Huang, W et al. DDX5 and its associated lncRNA Rmrp modulate T H 17 cell effector functions. Nature 528.7583 (2015): 517.

An excerpt from the last author’s retraction notice:

“In follow-up experiments to this Article, we have been unable to replicate key aspects of the original results. Most importantly, an RNA-dependent physical association of RORγt and DDX5 cannot be reproduced and is not substantiated upon further analysis of the original data. The authors therefore wish to retract the Article. We deeply regret this error and apologize to our scientific colleagues.”

2009 Nobel Laureate Jack W. Szostak retracted a 2016 paper in Nature Chemistry that explored the origins of life on earth, after discovering the main conclusions were not correct. A member of Szostak’s lab, Tivoli Olsen, could not reproduce the 2016 findings. Szostak told Retraction Watch:

“In retrospect, we were totally blinded by our belief [in our findings]…we were not as careful or rigorous as we should have been (and as Tivoli was) in interpreting these experiments…The only saving grace is that we are the ones who discovered and corrected our own errors, and figured out what was going on.

Harvard stem cell biologist Douglas Melton retracted a 2013 paper in Cell that had garnered significant attention after other researchers attempted and failed to replicate his results.

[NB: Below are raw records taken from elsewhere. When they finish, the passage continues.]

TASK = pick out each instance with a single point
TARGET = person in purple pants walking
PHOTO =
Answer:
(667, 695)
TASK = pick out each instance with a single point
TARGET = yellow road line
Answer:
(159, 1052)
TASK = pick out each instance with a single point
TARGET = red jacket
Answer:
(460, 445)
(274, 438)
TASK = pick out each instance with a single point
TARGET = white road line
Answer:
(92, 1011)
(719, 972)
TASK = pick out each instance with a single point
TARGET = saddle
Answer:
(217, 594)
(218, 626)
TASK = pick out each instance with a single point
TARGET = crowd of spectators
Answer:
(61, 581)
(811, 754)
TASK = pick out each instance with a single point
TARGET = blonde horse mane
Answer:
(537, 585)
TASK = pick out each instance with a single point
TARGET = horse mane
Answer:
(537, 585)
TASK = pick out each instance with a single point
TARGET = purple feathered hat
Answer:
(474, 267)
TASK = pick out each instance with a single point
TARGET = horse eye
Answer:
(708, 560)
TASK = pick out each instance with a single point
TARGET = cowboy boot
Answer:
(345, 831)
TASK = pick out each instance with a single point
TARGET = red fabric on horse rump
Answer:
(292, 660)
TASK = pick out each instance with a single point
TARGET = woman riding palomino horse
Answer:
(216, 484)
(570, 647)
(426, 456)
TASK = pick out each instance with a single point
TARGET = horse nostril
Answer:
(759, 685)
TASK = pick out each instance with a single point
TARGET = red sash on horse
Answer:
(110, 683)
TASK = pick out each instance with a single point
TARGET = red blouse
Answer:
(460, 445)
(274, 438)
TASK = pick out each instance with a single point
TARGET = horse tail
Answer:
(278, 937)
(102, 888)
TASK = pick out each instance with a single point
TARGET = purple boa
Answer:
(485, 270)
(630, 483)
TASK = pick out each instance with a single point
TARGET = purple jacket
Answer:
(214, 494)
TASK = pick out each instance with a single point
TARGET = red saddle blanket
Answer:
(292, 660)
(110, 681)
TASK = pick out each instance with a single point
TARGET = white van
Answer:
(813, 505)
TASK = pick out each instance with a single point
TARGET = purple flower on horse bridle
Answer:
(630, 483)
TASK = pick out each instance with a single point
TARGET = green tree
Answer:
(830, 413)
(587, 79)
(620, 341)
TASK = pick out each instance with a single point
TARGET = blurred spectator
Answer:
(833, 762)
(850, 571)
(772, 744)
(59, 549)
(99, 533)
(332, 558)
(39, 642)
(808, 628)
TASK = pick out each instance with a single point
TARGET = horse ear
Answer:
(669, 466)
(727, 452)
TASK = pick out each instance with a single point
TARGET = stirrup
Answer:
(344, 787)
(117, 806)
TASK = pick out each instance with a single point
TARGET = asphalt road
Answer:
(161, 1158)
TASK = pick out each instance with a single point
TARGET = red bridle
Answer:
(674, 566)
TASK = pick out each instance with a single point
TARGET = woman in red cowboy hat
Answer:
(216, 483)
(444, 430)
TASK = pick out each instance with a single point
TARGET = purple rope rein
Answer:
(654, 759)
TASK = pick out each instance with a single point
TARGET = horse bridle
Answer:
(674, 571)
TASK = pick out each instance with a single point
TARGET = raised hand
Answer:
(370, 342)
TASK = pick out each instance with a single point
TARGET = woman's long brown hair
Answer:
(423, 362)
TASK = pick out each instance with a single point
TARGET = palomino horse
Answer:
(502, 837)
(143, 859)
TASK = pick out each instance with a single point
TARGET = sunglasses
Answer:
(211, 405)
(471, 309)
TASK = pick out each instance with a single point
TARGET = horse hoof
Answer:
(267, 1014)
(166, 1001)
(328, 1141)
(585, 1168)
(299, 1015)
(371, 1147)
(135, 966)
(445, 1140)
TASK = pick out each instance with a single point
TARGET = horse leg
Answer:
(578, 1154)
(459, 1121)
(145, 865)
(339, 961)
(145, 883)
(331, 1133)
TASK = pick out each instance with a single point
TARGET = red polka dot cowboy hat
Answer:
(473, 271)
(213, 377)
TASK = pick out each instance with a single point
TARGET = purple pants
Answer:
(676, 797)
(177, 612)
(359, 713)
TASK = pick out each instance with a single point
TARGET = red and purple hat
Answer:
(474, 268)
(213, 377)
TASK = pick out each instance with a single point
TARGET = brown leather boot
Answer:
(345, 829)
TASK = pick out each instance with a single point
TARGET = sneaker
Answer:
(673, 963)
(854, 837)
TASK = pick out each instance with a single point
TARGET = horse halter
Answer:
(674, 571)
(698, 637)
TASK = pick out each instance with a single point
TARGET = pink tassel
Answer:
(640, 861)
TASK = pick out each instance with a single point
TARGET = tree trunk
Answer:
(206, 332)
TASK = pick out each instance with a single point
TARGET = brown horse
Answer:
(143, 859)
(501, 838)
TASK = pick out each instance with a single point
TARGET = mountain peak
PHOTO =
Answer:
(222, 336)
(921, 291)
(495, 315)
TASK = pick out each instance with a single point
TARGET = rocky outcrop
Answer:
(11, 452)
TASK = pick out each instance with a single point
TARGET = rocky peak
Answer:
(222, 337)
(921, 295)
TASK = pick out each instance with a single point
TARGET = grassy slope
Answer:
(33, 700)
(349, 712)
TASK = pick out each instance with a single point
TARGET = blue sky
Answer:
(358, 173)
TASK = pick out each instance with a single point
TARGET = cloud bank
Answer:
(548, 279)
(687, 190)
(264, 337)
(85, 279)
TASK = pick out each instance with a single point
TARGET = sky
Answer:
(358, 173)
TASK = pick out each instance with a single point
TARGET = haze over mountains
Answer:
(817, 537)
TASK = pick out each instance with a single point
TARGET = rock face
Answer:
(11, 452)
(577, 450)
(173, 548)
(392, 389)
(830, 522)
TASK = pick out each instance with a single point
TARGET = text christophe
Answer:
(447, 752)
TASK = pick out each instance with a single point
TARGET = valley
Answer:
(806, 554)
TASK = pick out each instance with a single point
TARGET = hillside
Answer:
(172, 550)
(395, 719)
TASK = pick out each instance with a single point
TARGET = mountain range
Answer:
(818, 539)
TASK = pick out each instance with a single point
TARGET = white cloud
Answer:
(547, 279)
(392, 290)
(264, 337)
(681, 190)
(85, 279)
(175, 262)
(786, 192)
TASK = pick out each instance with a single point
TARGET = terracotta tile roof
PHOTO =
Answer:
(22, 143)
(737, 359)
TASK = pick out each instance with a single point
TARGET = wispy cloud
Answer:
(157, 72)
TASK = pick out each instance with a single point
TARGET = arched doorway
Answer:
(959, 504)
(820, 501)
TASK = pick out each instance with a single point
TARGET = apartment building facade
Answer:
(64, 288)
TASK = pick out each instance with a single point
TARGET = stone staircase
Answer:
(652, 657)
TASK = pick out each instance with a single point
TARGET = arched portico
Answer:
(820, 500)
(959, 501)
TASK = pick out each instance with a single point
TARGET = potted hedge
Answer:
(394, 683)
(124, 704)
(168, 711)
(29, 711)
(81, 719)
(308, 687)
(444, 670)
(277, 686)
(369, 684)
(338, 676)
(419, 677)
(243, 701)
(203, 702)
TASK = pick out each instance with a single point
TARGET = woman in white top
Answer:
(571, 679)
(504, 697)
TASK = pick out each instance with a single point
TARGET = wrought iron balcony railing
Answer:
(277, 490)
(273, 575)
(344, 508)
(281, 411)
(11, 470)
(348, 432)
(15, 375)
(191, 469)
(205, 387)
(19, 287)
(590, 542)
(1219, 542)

Dr. Melton told Retraction Watch that “more attention to the statistical strength is a lesson that I’ve learned … When we repeated our original experiments with a larger number of mice, we also failed to observe β-cell expansion upon Angptl-8/betatrophin overexpression and reported these results in a Correspondence (Cell, 2014, 159, 467–468). We have subsequently repeated a series of blinded experiments with the Kushner lab and have now determined conclusively that our conclusion that Angptl-8/betatrophin causes specific β-cell replication is wrong and cannot be supported (PLoS One, 2016, 11, e0159276). Therefore, the most appropriate course of action is to retract the paper. We regret and apologize for this mistake.”

Discussion: Harsh consequences

In the examples above, what might the others have done to avoid an embarrassing and difficult retraction? Which of the features of poor experimental likely caused the retractions?

Solution

Key Points

  • When designing an experiment, use biological replicates.

  • Choose a single representative value (the mean, median, or mode) for technical replicates.

  • Poor study design can lead to waste and insignificant results.